En 2000 furent livrés les premiers Jaguar GR.3A avec un poste de pilotage compatible avec les lunettes de vision nocturne, le support d'un afficheur sur la visière du casque, et un nouveau système de planification des missions.

Parallèlement, les biplaces T.2 furent portés au standard T.4 incluant certaines des modifications des GR.3 et GR.3A. Enfin, le réacteur Adour 104 fut remplacé par un Adour 106 plus fiable et offrant 6% de puissance supplémentaire.
Alors que les modernisations effectuées devaient initialement permettre à la Royal Air Force de conserver ses Jaguar jusqu'en 2008, le dernier escadron équipé de cet appareil a été dissous le 31 mai 2007.

Les ventes à l'export ont été négociées et réalisées principalement par les anglais car, entre-temps, Bréguet avait été racheté par Dassault Aviation qui préférait vendre son Mirage F1.
Ainsi, British Aerospace obtiendra en 1980 une licence exclusive pour le marché international. Une version spécifique a été développée pour l'export : le Jaguar International.
Une cinquantaine d'avions ont été exportés vers l'Équateur, au Sultanat d'Oman et au Nigéria. Le plus gros client à l'export pour le Jaguar est l'Inde. Démarchée dès 1968, l'Inde signa finalement en avril 1979 une commande pour 130 Jaguar, incluant un contrat de fabrication sous licence pour 95 exemplaires et un transfert de technologie.

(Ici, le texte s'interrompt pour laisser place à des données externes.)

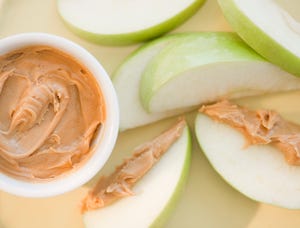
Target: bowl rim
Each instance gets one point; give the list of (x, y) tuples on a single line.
[(109, 130)]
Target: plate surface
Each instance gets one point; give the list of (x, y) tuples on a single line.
[(208, 201)]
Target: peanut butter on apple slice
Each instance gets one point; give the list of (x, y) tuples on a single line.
[(259, 127), (119, 184)]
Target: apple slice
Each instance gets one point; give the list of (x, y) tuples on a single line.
[(155, 193), (127, 79), (259, 172), (124, 22), (271, 27), (206, 66)]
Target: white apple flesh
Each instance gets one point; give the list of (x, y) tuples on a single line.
[(205, 67), (259, 171), (155, 194), (127, 79), (124, 22), (271, 27)]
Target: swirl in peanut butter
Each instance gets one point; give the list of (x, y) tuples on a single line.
[(51, 107)]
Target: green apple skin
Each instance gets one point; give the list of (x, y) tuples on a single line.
[(138, 36), (130, 72), (258, 39), (196, 50), (171, 205)]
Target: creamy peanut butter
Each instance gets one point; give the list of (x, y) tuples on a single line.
[(51, 108), (259, 127), (119, 184)]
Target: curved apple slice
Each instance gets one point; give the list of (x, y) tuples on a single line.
[(127, 79), (156, 192), (270, 27), (259, 172), (124, 22), (205, 67)]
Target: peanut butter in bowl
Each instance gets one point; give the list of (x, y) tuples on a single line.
[(58, 116), (50, 110)]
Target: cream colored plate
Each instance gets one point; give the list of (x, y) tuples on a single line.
[(207, 201)]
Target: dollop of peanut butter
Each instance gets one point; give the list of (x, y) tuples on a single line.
[(51, 107), (119, 184), (259, 127)]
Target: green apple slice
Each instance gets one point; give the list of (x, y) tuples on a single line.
[(260, 172), (205, 67), (156, 192), (271, 27), (124, 22), (127, 79)]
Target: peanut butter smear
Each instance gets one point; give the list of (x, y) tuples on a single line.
[(119, 184), (259, 127), (51, 108)]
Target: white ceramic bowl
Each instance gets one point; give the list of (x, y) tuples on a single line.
[(105, 140)]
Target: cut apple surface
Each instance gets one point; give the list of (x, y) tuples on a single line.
[(127, 79), (205, 67), (271, 27), (124, 22), (155, 193), (258, 171)]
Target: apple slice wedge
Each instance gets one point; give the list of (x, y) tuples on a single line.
[(124, 22), (260, 171), (126, 80), (205, 67), (271, 27), (155, 193)]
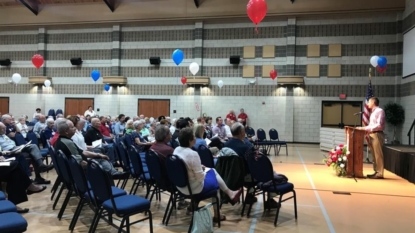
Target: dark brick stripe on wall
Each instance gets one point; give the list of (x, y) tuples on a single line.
[(244, 33), (18, 39), (408, 22), (357, 49), (213, 90), (93, 37), (84, 54), (366, 29), (147, 53), (168, 35)]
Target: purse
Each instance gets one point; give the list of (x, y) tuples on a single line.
[(202, 220)]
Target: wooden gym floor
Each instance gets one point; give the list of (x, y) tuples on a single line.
[(364, 206)]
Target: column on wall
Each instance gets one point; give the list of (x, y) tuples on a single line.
[(198, 58), (290, 70)]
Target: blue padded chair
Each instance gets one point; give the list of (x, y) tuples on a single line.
[(177, 172), (276, 143), (262, 172), (31, 136), (12, 222), (123, 206), (141, 176), (7, 206), (19, 139), (83, 191), (206, 156)]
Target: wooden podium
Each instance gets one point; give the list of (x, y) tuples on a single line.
[(354, 142)]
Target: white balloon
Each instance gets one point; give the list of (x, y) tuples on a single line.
[(220, 83), (16, 78), (374, 61), (194, 68), (47, 83)]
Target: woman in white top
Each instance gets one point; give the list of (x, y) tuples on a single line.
[(200, 178), (22, 126), (90, 112)]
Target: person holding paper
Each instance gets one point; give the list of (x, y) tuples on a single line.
[(7, 144), (18, 183)]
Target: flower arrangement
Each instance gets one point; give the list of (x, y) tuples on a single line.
[(337, 158)]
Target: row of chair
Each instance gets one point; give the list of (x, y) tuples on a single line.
[(10, 220), (262, 141)]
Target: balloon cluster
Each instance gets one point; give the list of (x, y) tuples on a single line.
[(379, 63)]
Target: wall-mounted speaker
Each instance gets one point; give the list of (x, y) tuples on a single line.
[(155, 60), (235, 60), (5, 62), (76, 61)]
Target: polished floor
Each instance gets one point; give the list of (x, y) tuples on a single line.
[(364, 206)]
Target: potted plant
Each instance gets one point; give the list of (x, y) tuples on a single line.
[(394, 115)]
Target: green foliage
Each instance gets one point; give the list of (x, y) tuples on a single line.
[(395, 114)]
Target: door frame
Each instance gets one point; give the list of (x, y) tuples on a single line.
[(341, 114), (138, 104), (93, 101), (8, 106)]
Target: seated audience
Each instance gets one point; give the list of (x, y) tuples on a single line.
[(18, 184), (7, 144), (201, 179), (22, 126)]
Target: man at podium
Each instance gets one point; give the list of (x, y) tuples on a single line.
[(377, 138)]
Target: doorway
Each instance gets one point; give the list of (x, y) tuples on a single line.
[(4, 105), (75, 106), (153, 107)]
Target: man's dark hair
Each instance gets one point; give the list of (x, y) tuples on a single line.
[(375, 100), (185, 136)]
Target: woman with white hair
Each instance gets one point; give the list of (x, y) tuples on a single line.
[(22, 126), (137, 138)]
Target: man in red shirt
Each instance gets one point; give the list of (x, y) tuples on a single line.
[(243, 117), (231, 115)]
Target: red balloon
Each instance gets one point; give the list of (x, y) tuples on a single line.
[(184, 80), (256, 9), (380, 69), (273, 74), (37, 60)]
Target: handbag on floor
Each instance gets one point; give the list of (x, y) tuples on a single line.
[(202, 220)]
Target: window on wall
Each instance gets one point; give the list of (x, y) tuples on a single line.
[(337, 114)]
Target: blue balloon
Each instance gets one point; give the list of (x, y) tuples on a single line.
[(107, 87), (382, 62), (95, 75), (178, 56)]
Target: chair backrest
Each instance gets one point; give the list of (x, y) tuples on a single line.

Les Jaguar français ont été engagés lors de nombreuses opérations :
De novembre 1977 à mai 1978 depuis Dakar contre les colonnes du Front Polisario, alors en conflit avec la Mauritanie (Opération Lamentin).
D'avril 1978 à début 1980 au Tchad pour soutenir le gouvernement en place contre les rebelles du FROLINAT (Opération Tacaud). Au moins 4 avions et 2 pilotes sont perdus durant ces opérations5.
En 1983/1984 au Tchad dans le cadre de l'Opération Manta. Le 25 janvier 1984, un avion est abattu par un canon anti-aérien alors qu'il survole une colonne rebelle, son pilote est tué6.
En 1986/1987 au Tchad dans le cadre de l'Opération Épervier, comprenant notamment un raid sur la base aérienne libyenne d'Ouadi-Doum le 16 février 1986 depuis Bangui (Centrafrique) et un autre contre les installations anti-aériennes de cette même base le 7 janvier 1987 7.
En août-septembre 1986 au Togo, simples démonstrations pour soutenir le gouvernement en place.
Lors de la guerre du Golfe, les Jaguars menèrent la première mission offensive de l'Armée de l'Air Française, contre la base koweïtienne d'Al-Jaber suspectée d'abriter des missiles sol-sol Scud irakiens avec des bombes de 250 kg et des BLG 66 Belouga 8. Quatre avions furent touchés9 par des tirs de DCA après avoir survolé à basse altitude un PC irakien puissamment défendu mais non répertorié sur leurs cartes. En conséquence, les missions suivantes se feront à plus haute altitude. Les Jaguar français effectueront au total 615 sorties et 1 088 heures de vol.
En 1993/1994 en Turquie pour des missions de reconnaissance dans le cadre de l'opération Provide Comfort.
En 1994 au Rwanda en support de l'Opération Turquoise faisant suite au génocide des Tutsi.
De 1995 à 1999 lors des différentes opérations liés à la guerre de Bosnie puis du Kosovo.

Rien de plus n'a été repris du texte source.